Meer woningen in Zuid vooral via transformatie en optoppen
‘Sociale huur verdwijnt uit Zuid’, citeerde deze krant eind vorig jaar stadsdeelcommissielid Sam Altena van GroenLinks, die samen met de SDC-leden van PvdA en D66 een woontop belegde. Stadsdeelbestuurder Flora Breemer met onder meer Gemeentelijk Vastgoed en Volkshuisvesting in haar portefeuille, geeft daarop haar visie als reactie.
De stadsdeelbestuurder erkent dat de sociale en zogeheten middenhuur in Amsterdam in de knel zit en er meer, veel meer woningen in dit segment nodig zijn. Maar dat sociale huurwoningen in stadsdeel Zuid verdwijnen, nee daar wil ze niet aan. Dat is, zegt ze, echt niet het geval. Zeker bij nieuwbouwprojecten ligt het aantal sociale huurwoningen dat wordt bijgebouwd nog altijd rond de 40 procent.
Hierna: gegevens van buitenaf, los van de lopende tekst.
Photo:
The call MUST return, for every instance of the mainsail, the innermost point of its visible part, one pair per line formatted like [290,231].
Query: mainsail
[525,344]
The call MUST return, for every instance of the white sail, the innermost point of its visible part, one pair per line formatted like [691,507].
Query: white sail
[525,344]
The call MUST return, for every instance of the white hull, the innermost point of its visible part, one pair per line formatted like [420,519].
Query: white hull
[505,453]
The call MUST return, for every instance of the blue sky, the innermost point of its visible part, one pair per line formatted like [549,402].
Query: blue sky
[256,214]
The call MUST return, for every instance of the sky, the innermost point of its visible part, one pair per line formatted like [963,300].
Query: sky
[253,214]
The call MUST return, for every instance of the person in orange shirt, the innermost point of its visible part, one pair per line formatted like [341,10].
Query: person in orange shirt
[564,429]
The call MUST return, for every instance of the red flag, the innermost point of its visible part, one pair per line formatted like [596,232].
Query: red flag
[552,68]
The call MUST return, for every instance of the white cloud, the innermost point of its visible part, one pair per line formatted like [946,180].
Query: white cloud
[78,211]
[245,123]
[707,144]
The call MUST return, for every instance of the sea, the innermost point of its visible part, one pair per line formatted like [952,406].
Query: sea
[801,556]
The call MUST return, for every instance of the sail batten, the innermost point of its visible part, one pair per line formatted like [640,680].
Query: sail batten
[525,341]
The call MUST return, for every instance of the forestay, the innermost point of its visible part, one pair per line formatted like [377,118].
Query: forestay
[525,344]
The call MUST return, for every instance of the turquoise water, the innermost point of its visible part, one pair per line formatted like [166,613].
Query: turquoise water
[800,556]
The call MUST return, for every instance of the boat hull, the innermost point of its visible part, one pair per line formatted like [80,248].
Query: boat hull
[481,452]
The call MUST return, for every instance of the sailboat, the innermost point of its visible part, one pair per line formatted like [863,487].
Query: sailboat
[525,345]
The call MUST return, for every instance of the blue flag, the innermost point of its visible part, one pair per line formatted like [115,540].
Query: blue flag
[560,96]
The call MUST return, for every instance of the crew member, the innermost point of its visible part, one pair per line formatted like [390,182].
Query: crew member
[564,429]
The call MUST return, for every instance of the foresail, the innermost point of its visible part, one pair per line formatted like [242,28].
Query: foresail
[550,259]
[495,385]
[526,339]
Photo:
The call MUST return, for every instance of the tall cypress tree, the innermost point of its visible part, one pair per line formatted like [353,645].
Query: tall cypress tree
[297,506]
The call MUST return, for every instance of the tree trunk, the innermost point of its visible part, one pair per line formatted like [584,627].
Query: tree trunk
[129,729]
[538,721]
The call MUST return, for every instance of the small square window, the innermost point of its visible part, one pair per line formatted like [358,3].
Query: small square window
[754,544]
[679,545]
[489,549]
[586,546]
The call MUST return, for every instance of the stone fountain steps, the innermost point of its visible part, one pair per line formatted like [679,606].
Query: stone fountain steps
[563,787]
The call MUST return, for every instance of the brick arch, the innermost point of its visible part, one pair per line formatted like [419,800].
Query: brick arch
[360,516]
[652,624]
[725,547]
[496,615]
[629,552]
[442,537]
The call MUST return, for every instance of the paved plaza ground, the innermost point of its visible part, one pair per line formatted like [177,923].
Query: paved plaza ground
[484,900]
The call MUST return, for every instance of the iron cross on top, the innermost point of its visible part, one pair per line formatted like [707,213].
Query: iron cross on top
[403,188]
Ook wordt bij transformaties van panden zoals bijvoorbeeld leegstaande kantoren overlegd in hoeverre daar ruimte is voor betaalbare woningen.
Wat kunt u kwijt over het sociale woningbestand in Zuid?
“We hebben bij de laatste samenwerkingsafspraken met de corporaties afgesproken dat in gebieden waar het aantal sociale huurwoningen onder de 30 procent ligt, corporaties niet verkopen. Al zit daar welmeen tenzij aan, maar daar zijn regels voor opgesteld. Je mag verkopen als bijvoorbeeld sprake is van een onrendabel pand, volkshuisvestelijk is het ook niet logisch als je dat hebt. Of als je als corporatie in een VVE zit met nog één woning. Dat zijn voorbeelden die onder uitzonderingen vallen.” “In alle gevallen kijken we als gemeente heel streng naar verkoop. Als een corporatie sociale woningen wil verkopen, komen ze langs om uit te leggen wat de reden is van de verkoop. Daartegenover staat vaak dat ze een andere pand aan het verbouwen zijn ten gunste van het woningbestand of dat bijvoorbeeld zolderetages worden omgebouwd naar appartementen. Per saldo komen er dus toch woningen bij. En we moeten het echt hebben van transformaties, omdat er in Zuid nu eenmaal heel weinig ruimte is voor nieuwbouw. Op dit moment alleen de Zuidas en bijvoorbeeld het Havenstraatterrein.”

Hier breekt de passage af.